Moreover, concrete channels utterly destroy natural values, or “ecosystem services,” as the au courant phrase has it. A channelized river supports few if any fish, no trees or wildlife. In other words, it is no longer a true river.

That’s why concrete channelization is no longer in vogue. These days, the talk is of creating “sustainable” flood control systems—building set-back berms along rivers so flood waters can expend their energy in wide, natural corridors, or constructing bypasses, where floods can be diverted and dispersed across empty land.

Such approaches offer multiple benefits: Natural flood control systems can double as recreational or agricultural land, they improve water quality, and they are havens for fish and wildlife. The city of Napa largely solved its chronic flooding problems with a “natural” flood control project on the Napa River, and two large bypasses afford the city of Sacramento a significant degree of protection during high water events on the Sacramento, Feather, Yuba and American Rivers.

That’s all well and good, but vast tracts of developed land still rely on existing concrete channels for protection. Worse, many if not most of the channels are in a state of decay, suffering from the same lack of funds that is eroding our roads and hobbling our schools.

“Miles and miles of these channels are falling into disrepair,” Kier warns. “In some cases, you have trapezoidal sections of concrete that were designed to lie back from the rivers now falling toward them.  And the fixes are going to be incredibly expensive. A bunch of us fisheries guys and hydrologists (including Kondolf) recently attended a conference on this issue. Mitch Avalon (Contra Costa County’s deputy public works director and deputy chief engineer for the county’s flood control and water conservation district) estimated that flood control structure repairs could top $2.5 billion in Contra Costa County alone.”

And who’s going to pay for this much-needed work? Maybe nobody.

“Basically, the Army Corps of Engineers built these projects and then handed them over to the local flood control districts,” Kondolf says. “Local agencies were left holding the bag, and they obviously don’t have the funds to deal with it on their own. The resources simply don’t exist. Marin County could spend its entire public works budget just on removing sediment from Corte Madera Creek.”

And what about Contra Costa County and its $2.5 billion repair bill? 
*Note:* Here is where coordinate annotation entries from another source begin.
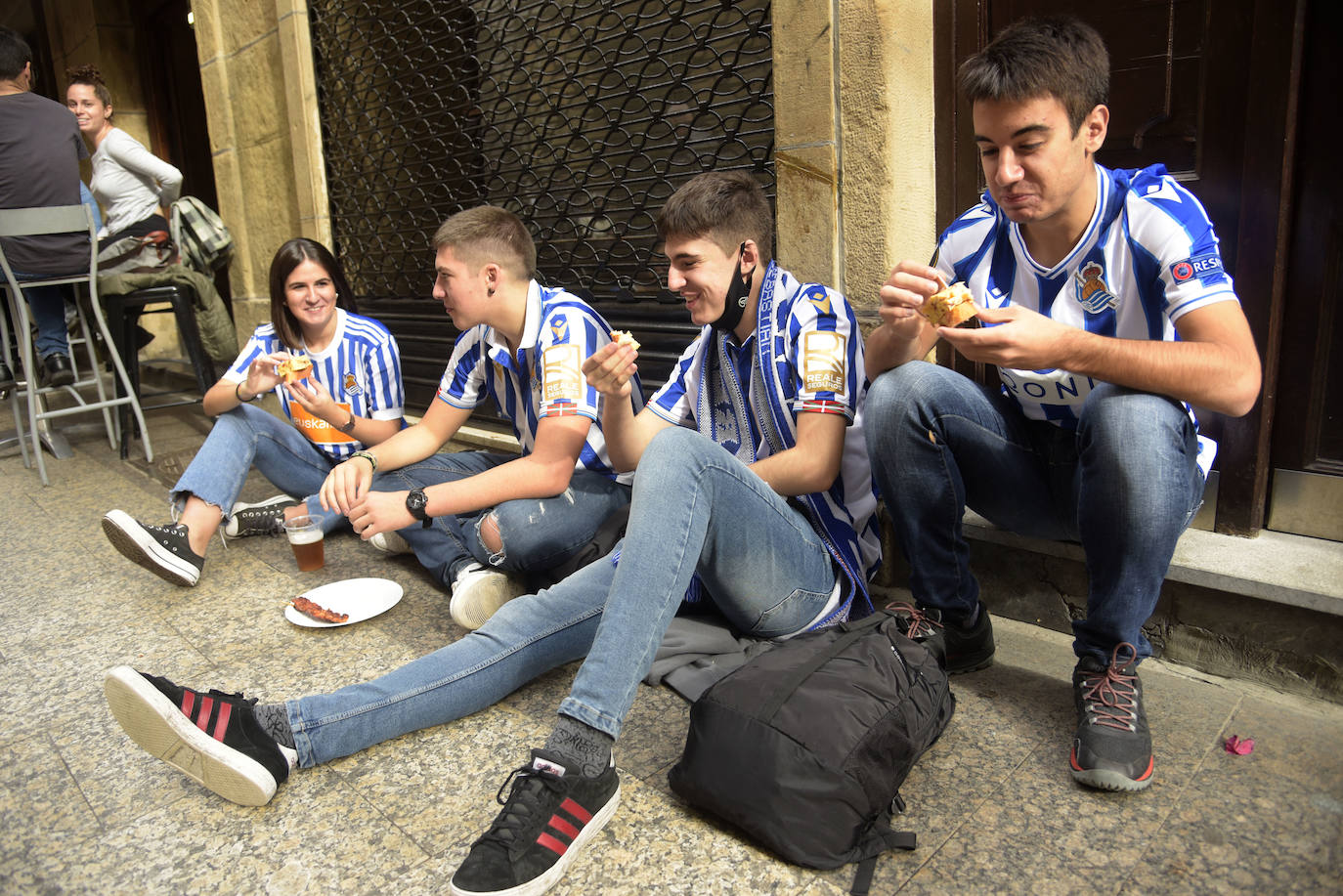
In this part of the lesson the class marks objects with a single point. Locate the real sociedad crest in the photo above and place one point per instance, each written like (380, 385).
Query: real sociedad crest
(1092, 292)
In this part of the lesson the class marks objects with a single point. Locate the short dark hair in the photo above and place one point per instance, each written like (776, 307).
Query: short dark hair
(725, 207)
(289, 257)
(1058, 57)
(15, 54)
(489, 235)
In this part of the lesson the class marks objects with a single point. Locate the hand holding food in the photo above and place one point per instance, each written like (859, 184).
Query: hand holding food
(950, 307)
(294, 368)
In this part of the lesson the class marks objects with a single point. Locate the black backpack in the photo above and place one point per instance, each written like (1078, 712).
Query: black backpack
(804, 747)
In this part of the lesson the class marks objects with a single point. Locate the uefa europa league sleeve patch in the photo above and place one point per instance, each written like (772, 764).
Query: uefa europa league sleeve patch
(562, 367)
(823, 362)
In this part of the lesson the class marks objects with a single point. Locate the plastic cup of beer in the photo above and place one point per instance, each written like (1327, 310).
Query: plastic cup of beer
(305, 537)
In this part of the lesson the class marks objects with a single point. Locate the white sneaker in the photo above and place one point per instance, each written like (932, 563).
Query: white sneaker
(478, 592)
(390, 543)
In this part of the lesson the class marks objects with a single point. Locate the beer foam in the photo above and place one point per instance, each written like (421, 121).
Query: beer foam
(304, 536)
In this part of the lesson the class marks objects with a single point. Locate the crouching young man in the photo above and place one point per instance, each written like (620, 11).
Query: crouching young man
(477, 520)
(753, 491)
(1105, 308)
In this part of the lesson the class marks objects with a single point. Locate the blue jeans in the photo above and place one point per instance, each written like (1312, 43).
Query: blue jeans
(248, 436)
(1124, 485)
(767, 570)
(523, 640)
(697, 508)
(49, 315)
(536, 533)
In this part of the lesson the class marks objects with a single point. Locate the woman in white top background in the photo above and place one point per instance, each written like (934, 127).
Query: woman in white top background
(132, 185)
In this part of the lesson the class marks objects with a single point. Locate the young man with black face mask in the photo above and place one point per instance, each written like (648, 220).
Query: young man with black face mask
(751, 491)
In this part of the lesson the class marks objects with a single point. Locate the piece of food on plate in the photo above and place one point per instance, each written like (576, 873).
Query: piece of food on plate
(950, 307)
(295, 368)
(317, 612)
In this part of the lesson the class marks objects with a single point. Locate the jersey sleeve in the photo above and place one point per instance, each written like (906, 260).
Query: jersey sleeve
(566, 340)
(386, 393)
(826, 351)
(1185, 246)
(674, 402)
(463, 380)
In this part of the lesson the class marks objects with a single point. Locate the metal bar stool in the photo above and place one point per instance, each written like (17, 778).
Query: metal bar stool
(64, 219)
(178, 298)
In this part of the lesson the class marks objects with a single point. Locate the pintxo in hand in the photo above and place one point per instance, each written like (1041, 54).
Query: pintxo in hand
(950, 307)
(295, 368)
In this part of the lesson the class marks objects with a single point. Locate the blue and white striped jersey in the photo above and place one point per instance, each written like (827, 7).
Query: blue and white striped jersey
(1148, 257)
(362, 368)
(544, 378)
(815, 365)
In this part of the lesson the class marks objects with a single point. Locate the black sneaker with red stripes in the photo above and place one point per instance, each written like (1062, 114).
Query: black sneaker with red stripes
(549, 816)
(210, 737)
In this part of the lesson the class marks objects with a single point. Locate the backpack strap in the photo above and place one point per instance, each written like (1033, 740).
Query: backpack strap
(880, 838)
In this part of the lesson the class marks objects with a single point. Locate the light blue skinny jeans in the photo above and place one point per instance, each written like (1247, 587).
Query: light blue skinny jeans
(695, 508)
(536, 533)
(247, 437)
(1124, 485)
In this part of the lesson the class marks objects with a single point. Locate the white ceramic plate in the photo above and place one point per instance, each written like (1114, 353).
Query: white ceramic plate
(360, 598)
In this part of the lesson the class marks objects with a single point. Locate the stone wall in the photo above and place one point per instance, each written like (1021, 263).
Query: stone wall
(257, 74)
(853, 140)
(853, 126)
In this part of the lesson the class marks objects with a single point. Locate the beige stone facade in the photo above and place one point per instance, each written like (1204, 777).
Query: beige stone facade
(853, 129)
(854, 139)
(261, 103)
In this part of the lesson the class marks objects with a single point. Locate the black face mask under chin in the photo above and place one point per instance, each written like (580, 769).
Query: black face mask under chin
(738, 294)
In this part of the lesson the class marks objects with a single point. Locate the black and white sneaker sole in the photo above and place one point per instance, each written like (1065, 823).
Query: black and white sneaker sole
(555, 872)
(165, 732)
(137, 545)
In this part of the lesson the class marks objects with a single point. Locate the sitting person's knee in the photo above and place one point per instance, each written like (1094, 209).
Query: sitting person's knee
(491, 536)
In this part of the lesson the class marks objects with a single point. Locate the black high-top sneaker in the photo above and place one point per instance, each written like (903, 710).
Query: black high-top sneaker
(549, 816)
(210, 737)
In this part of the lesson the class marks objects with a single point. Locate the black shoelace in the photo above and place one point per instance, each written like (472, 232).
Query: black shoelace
(922, 624)
(524, 805)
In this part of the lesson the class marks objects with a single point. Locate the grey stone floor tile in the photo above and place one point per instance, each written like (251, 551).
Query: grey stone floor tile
(1271, 820)
(42, 810)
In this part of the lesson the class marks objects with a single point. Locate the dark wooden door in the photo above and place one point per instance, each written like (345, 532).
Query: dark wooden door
(1207, 89)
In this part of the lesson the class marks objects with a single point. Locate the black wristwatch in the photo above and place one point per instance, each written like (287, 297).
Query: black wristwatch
(415, 502)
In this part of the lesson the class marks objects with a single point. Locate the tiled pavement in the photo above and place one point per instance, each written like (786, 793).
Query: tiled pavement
(83, 810)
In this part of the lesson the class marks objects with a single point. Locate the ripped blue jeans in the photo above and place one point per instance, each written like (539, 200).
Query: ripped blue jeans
(536, 533)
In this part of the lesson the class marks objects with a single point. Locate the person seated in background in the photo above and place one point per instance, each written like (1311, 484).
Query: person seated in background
(39, 167)
(1105, 308)
(351, 400)
(132, 185)
(477, 520)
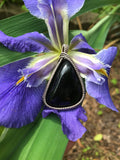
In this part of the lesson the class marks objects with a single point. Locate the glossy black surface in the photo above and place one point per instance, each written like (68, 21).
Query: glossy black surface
(65, 88)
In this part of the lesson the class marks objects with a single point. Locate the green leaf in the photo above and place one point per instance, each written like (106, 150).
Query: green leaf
(42, 140)
(93, 4)
(16, 26)
(97, 35)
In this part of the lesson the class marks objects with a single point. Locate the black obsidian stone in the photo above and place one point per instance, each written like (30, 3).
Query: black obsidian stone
(65, 88)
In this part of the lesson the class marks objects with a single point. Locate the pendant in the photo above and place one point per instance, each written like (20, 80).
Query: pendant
(65, 88)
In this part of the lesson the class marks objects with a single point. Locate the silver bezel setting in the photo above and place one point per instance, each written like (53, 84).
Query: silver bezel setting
(64, 55)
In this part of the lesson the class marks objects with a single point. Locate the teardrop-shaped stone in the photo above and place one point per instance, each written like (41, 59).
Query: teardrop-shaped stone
(65, 88)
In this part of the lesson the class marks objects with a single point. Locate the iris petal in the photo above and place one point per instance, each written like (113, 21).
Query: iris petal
(39, 68)
(80, 44)
(101, 92)
(33, 42)
(107, 56)
(88, 65)
(70, 121)
(72, 7)
(19, 105)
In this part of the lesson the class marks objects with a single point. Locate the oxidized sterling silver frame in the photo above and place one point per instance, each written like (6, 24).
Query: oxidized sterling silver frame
(64, 55)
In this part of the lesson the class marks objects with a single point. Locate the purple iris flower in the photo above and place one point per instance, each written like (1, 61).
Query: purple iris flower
(22, 83)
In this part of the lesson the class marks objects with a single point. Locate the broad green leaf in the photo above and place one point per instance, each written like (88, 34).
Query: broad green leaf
(16, 26)
(97, 35)
(23, 23)
(42, 139)
(93, 4)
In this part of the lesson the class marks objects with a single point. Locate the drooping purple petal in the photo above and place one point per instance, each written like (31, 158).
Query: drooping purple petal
(39, 68)
(19, 105)
(33, 42)
(79, 43)
(32, 5)
(101, 93)
(71, 125)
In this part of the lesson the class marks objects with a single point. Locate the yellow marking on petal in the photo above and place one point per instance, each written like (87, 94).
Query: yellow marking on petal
(102, 71)
(20, 80)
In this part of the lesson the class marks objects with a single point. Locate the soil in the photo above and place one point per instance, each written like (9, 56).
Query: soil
(101, 120)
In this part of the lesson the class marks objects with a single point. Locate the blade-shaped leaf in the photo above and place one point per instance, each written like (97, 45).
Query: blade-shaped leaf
(42, 139)
(97, 35)
(93, 4)
(16, 26)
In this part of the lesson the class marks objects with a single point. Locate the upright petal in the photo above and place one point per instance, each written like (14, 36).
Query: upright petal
(80, 44)
(71, 125)
(33, 42)
(72, 7)
(19, 105)
(56, 14)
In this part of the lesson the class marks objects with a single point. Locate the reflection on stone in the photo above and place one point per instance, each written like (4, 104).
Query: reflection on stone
(65, 88)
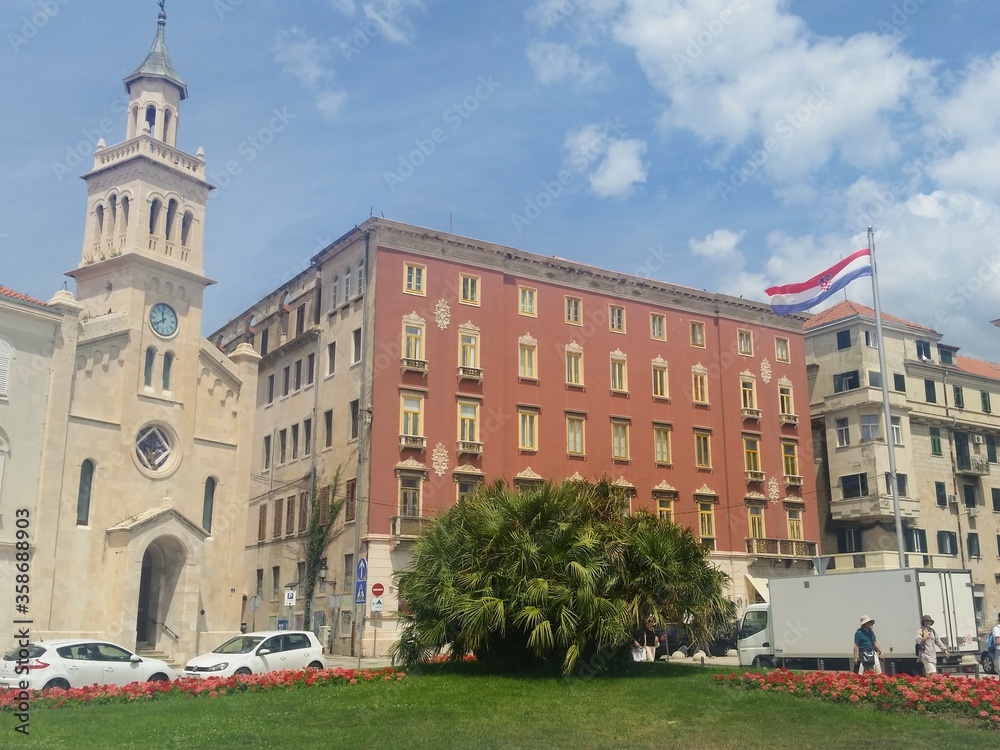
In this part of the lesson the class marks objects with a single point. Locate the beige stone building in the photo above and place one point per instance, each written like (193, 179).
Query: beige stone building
(945, 427)
(140, 510)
“(Mitch Avalon) did the math, and based on current tax rates, the county might be able to raise $300 million over 30 years,” said Kier. “The message was pretty clear: These projects are unsustainable fiscally as well as environmentally.”

The idea that the state will merely wash its hands of flood control, of course, is absurd. Making the transition to more eco-friendly projects will be difficult —but a little creative accounting could help, allows Kondolf.

“If you only try to fund these projects with money earmarked for flood control, it looks impossible,” he says. “But we have to remember there are multiple benefits to these more resilient approaches. You have water quality and water table recharge benefits, open space for recreation and agriculture, fisheries and wildlife habitat restoration.  Funds are available for all these initiatives, including state and federal funds. By drawing on all these different pots of money, you could achieve multiple goals—including flood control.”

Meanwhile, the state’s degrading concrete channels are engendering a false sense of security. The intensive development they have allowed, says Kondolf, constitute “a false promise, a sense that ‘Oh, the rivers aren’t really there (and pose no threat)’. In the long run, breaking up the concrete and moving to more natural and resilient flood control systems aren’t the greatest challenge. It’s dealing with encroaching urbanization. That’s much harder to address.”

So bottom line: Is channelization dead? 

Kondolf labels them “relics from a different time, from a different mindset. Building new ones would be very hard to do today in California.  Unfortunately, that message hasn’t gotten out everywhere.  In the developing world, they’re building them like crazy.